Pernyataan
Mahfud MD kepada Perdana Mentri Jerman Angela Merkel tentang
diperbolehkannya penganut Ateis dan Komunis di Indonesia merupakan hal
yang tidak saja mengejutkan tetapi membuat shock sebagian besar
masyarakat Indonesia. Terlepas pro-kontra pernyataan ini, Mahfud MD
adalah seorang yang mengepalai Mahkamah Konstitusi, dimana institusi
tersebut sebagai salah satu lembaga peradilan yang berwenang serta
berkewajiban menjaga atau menjamin terselenggaranya konstitusionalitas
hukum.
Andaikan masyarakat Indonesia mau mengkaji kembali Undang-Undang yang
sudah ada maka kontroversi ini tidaklah perlu menjadi polemik yang
berkepanjangan.
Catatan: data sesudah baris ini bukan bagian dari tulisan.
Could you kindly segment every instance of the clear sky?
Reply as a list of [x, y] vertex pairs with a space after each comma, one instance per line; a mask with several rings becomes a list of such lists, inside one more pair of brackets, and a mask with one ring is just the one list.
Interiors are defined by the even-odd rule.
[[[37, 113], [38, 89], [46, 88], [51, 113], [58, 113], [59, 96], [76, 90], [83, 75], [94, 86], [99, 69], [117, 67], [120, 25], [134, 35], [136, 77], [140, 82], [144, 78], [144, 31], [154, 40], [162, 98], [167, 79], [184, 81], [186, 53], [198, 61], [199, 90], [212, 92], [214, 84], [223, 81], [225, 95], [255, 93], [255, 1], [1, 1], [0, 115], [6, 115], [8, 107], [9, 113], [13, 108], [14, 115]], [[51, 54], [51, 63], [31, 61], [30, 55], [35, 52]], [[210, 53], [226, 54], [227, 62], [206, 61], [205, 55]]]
Karena pernyataan Mahfud MD secara lisan kepada Perdana
Mentri Jerman tersebut sebenarnya sudah tertuang dalam Undang-undang
yang berlaku, sebagai berikut:
Untuk opsi keberadaan ateisme bisa merujuk pada pasal 27 UUD 45
(1) Segala warga negara bersamaan kedudukannya dalam hukum dan
pemerintahan dan wajib menjunjung hukum dan pemerintahan itu dengan
tidak ada kecualinya.
(2) Tiap-tiap warga negara berhak atas pekerjaan dan penghidupan yang layak bagi kemanusiaan.
(2) Tiap-tiap warga negara berhak atas pekerjaan dan penghidupan yang layak bagi kemanusiaan.
Pasal 28 UUD 45:
Kemerdekaan berserikat dan berkumpul, mengeluarkan pikiran dengan
lisan dan tulisan dan sebagainya ditetapkan dengan undang-undang.
Bahkan kebebasan untuk tidak mengisi agama pada KTP sudah diatur dalam Undang-Undang No. 26 Tahun 2006 tentang Administrasi Kependudukan pasal 61 ayat (2) :
Keterangan mengenai kolom agama sebagaimana dimaksud pada ayat (1)
bagi Penduduk yang agamanya belum diakui sebagai agama berdasarkan
ketentuan Peraturan Perundang-undangan atau bagi penghayat kepercayaan
tidak diisi, tetapi tetap dilayani dan dicatat dalam database
Kependudukan.
Lantas bagaimana dengan orang-orang yang beraliran Komunisme?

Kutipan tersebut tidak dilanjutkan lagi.